It still is far below the $35 million the administration requested and below the $20 million the Senate approved, but it will stave off the need to shut down eight sites and one initiative starting in May.
“I think there is an awful lot that is going to happen between now and when we finally get the government funded for the rest of this year and next year, but certainly there is a recognition that money was needed,” said Rep. Jo Ann Emerson (R-Mo.), chairwoman of the Appropriations Subcommittee on Financial Services and General Government after a hearing on the General Services Administration’s 2012 budget request.
Committee chairman Hal Rogers (R-Ky.) introduced a new version of a continuing resolution late Monday night to keep the government open for at least another week.
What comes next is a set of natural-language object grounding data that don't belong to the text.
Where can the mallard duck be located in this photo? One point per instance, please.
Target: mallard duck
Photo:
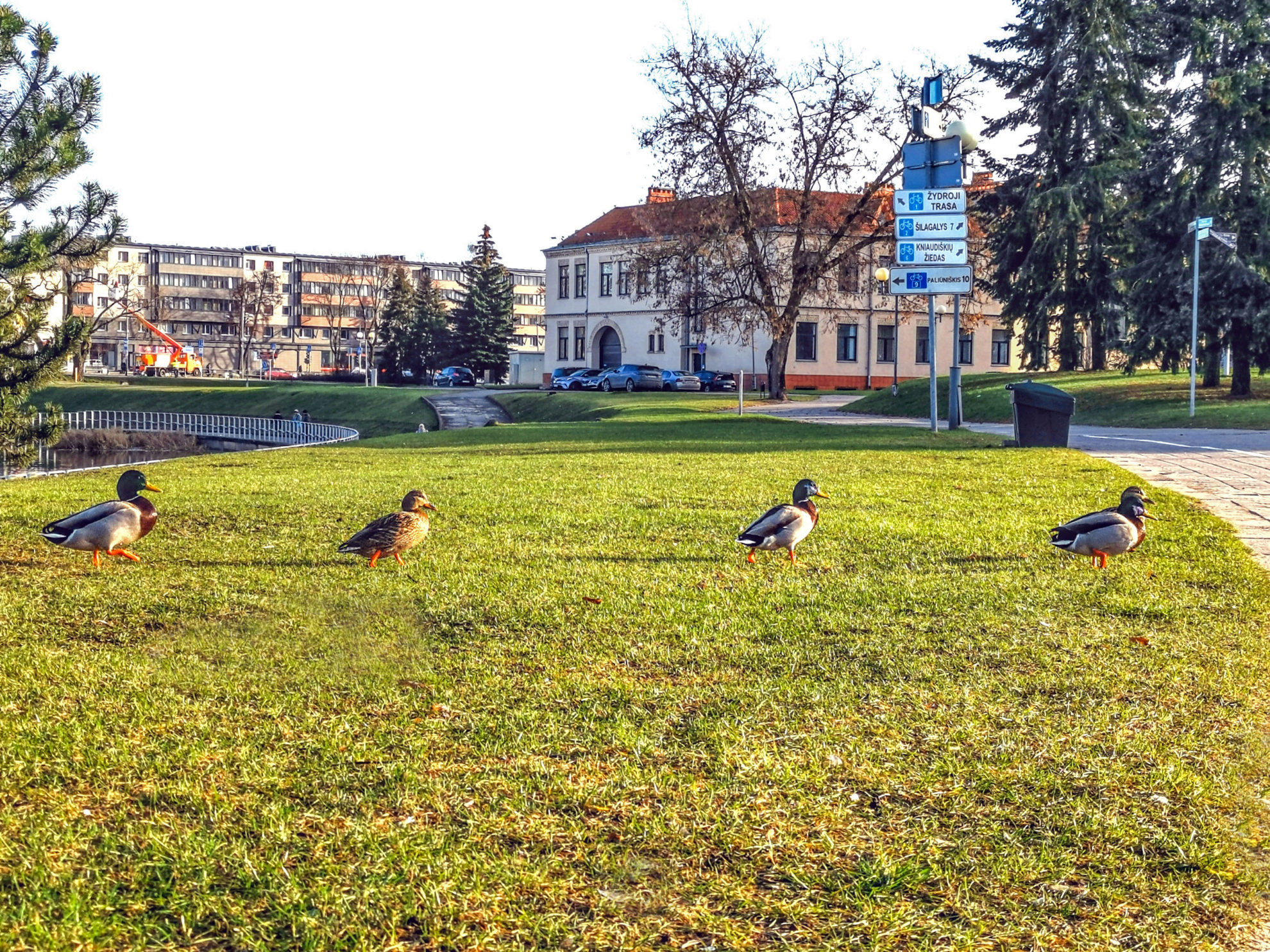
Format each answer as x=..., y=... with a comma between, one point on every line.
x=394, y=533
x=108, y=527
x=1103, y=533
x=784, y=526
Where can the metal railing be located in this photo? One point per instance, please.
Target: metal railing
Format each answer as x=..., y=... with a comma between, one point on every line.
x=263, y=431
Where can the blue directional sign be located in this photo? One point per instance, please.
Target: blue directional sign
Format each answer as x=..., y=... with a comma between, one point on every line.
x=930, y=281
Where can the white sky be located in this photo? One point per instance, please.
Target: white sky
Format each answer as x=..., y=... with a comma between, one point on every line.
x=404, y=127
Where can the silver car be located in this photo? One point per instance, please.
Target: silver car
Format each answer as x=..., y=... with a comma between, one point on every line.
x=680, y=380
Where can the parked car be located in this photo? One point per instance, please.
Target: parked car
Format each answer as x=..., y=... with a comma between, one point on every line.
x=718, y=380
x=680, y=380
x=587, y=379
x=453, y=378
x=559, y=374
x=632, y=376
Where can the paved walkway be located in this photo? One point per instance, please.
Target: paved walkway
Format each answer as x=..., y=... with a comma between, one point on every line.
x=465, y=409
x=1227, y=471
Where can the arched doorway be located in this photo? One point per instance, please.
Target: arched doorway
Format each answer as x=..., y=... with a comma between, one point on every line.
x=610, y=348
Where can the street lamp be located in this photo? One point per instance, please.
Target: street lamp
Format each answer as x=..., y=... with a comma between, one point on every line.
x=883, y=276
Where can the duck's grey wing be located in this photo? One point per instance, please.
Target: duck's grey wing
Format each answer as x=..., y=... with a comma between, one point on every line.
x=63, y=530
x=770, y=523
x=1086, y=524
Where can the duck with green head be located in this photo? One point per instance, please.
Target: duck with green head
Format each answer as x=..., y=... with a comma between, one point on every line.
x=786, y=524
x=108, y=527
x=393, y=533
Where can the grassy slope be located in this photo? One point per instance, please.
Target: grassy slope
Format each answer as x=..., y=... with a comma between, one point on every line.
x=934, y=734
x=1147, y=399
x=373, y=410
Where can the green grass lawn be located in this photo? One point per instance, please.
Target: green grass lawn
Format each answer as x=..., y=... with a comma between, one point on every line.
x=578, y=720
x=1110, y=399
x=375, y=412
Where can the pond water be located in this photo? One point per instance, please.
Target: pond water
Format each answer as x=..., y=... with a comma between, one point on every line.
x=65, y=460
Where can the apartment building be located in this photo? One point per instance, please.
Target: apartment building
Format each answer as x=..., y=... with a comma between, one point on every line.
x=305, y=313
x=855, y=338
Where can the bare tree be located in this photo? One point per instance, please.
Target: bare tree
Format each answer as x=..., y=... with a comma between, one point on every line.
x=254, y=301
x=781, y=182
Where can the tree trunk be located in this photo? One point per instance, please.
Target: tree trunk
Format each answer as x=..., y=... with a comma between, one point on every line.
x=777, y=355
x=1097, y=343
x=1241, y=357
x=1210, y=360
x=1069, y=352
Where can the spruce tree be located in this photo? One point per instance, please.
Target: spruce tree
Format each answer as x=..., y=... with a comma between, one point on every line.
x=1079, y=70
x=483, y=325
x=44, y=117
x=1212, y=159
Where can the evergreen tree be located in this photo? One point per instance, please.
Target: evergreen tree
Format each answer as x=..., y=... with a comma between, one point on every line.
x=482, y=331
x=1080, y=71
x=44, y=117
x=1212, y=158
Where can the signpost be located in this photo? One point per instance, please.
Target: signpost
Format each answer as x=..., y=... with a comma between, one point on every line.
x=931, y=231
x=931, y=252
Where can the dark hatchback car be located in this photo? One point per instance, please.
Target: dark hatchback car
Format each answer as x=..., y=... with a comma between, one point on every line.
x=561, y=374
x=718, y=380
x=453, y=378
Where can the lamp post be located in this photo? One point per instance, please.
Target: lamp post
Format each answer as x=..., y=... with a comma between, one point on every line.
x=883, y=276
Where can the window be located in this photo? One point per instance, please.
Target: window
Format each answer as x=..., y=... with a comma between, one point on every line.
x=849, y=340
x=887, y=343
x=965, y=349
x=804, y=340
x=1000, y=347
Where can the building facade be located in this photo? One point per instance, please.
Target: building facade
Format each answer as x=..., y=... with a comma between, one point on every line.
x=855, y=338
x=253, y=309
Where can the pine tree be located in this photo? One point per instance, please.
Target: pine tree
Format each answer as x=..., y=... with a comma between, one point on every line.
x=44, y=117
x=1212, y=159
x=1080, y=71
x=483, y=325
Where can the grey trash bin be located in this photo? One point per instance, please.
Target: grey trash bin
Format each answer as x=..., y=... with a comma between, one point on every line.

The bill includes the money for the E-Government fund, a full bill for the Defense Department for all of 2011 and $12 billion in cuts to federal discretionary spending.
“This bill is not the preferable way to go forward, and I would greatly prefer to come to a final agreement with the Senate to put this long-overdue budget work behind us,” Rogers said in a statement. “However, we must maintain critical programs and services for the American people and protect our nation’s financial future. This legislation gives us this option, while exacting a price for [Senate] Leader [Harry] Reid’s delays and allowing time to finally begin honest negotiations.”
The bill also includes $34 million for GSA’s Federal Citizen Services Fund and $7.5 billion for the Federal Buildings Fund.
At the subcommittee hearing on Tuesday, GSA Administrator Martha Johnson said the e-government fund is critical in keeping these open government tools helping citizens understand how the government works.
“The public gets accustomed to using these new tools,” Johnson said. “For instance, USASpending.gov saw their traffic increase by 30 percent last year.”